Issue with Parallel GPU Computing

Question

Issue with Parallel GPU Computing

shantanudev opened this issue 8 years ago · comments

Hi Sean,

I was wondering if you faced an issue where not all the GPUs are being utilized as evident in the output below. Also, it will not allow me to enter a larger batch even though I have more GPUs.

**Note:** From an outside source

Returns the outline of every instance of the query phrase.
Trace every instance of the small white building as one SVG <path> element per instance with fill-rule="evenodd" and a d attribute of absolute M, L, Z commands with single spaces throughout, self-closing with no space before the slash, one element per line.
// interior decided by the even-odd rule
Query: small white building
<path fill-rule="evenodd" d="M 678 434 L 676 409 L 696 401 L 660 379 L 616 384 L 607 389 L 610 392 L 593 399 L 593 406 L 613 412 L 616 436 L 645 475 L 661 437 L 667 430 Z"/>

+------------------------------------------------------+
| NVIDIA-SMI 352.99 Driver Version: 352.99 |
|-------------------------------+----------------------+----------------------+
| GPU Name Persistence-M| Bus-Id Disp.A | Volatile Uncorr. ECC |
| Fan Temp Perf Pwr:Usage/Cap| Memory-Usage | GPU-Util Compute M. |
|===============================+======================+======================|
| 0 Tesla K80 Off | 0000:00:17.0 Off | 0 |
| N/A 82C P0 113W / 149W | 10815MiB / 11519MiB | 99% Default |
+-------------------------------+----------------------+----------------------+
| 1 Tesla K80 Off | 0000:00:18.0 Off | 0 |
| N/A 47C P0 73W / 149W | 208MiB / 11519MiB | 0% Default |
+-------------------------------+----------------------+----------------------+
| 2 Tesla K80 Off | 0000:00:19.0 Off | 0 |
| N/A 61C P0 57W / 149W | 208MiB / 11519MiB | 0% Default |
+-------------------------------+----------------------+----------------------+
| 3 Tesla K80 Off | 0000:00:1A.0 Off | 0 |
| N/A 51C P0 71W / 149W | 208MiB / 11519MiB | 0% Default |
+-------------------------------+----------------------+----------------------+
| 4 Tesla K80 Off | 0000:00:1B.0 Off | 0 |
| N/A 63C P0 57W / 149W | 208MiB / 11519MiB | 0% Default |
+-------------------------------+----------------------+----------------------+
| 5 Tesla K80 Off | 0000:00:1C.0 Off | 0 |
| N/A 49C P0 70W / 149W | 208MiB / 11519MiB | 0% Default |
+-------------------------------+----------------------+----------------------+
| 6 Tesla K80 Off | 0000:00:1D.0 Off | 0 |
| N/A 64C P0 57W / 149W | 208MiB / 11519MiB | 0% Default |
+-------------------------------+----------------------+----------------------+
| 7 Tesla K80 Off | 0000:00:1E.0 Off | 0 |
| N/A 49C P0 71W / 149W | 208MiB / 11519MiB | 0% Default |
+-------------------------------+----------------------+----------------------+

+-----------------------------------------------------------------------------+
| Processes: GPU Memory |
| GPU PID Type Process name Usage |
|=============================================================================|
| 0 6318 C /home/ec2-user/src/torch/install/bin/luajit 10757MiB |
| 1 6318 C /home/ec2-user/src/torch/install/bin/luajit 149MiB |
| 2 6318 C /home/ec2-user/src/torch/install/bin/luajit 149MiB |
| 3 6318 C /home/ec2-user/src/torch/install/bin/luajit 149MiB |
| 4 6318 C /home/ec2-user/src/torch/install/bin/luajit 149MiB |
| 5 6318 C /home/ec2-user/src/torch/install/bin/luajit 149MiB |
| 6 6318 C /home/ec2-user/src/torch/install/bin/luajit 149MiB |
| 7 6318 C /home/ec2-user/src/torch/install/bin/luajit 149MiB |
+-----------------------------------------------------------------------------+

Sean Naren · Answer 1 · Fri Nov 18 2016 00:27:58 GMT+0800 (China Standard Time)

I haven't got a multi-GPU node to test this on, but have you set the -nGPU flag correctly like below?

th Train.lua -nGPU 8

Shantanu Dev · Answer 2 · Fri Nov 18 2016 00:45:14 GMT+0800 (China Standard Time)

@SeanNaren Yes, I have done this. Basically it limits me to a batch size of about 30 even though I have 8 GPUs.

Sean Naren · Answer 3 · Fri Nov 18 2016 01:06:45 GMT+0800 (China Standard Time)

I just ran this on our internal AWS K80 server and it worked fine:

It was already running something however all GPUs were used when I used th Train.lua -nGPU. Are you using the latest branch?

Shantanu Dev · Answer 4 · Fri Nov 18 2016 01:10:25 GMT+0800 (China Standard Time)

@SeanNaren Hmm, let me do some investigation on my end. I will let you know.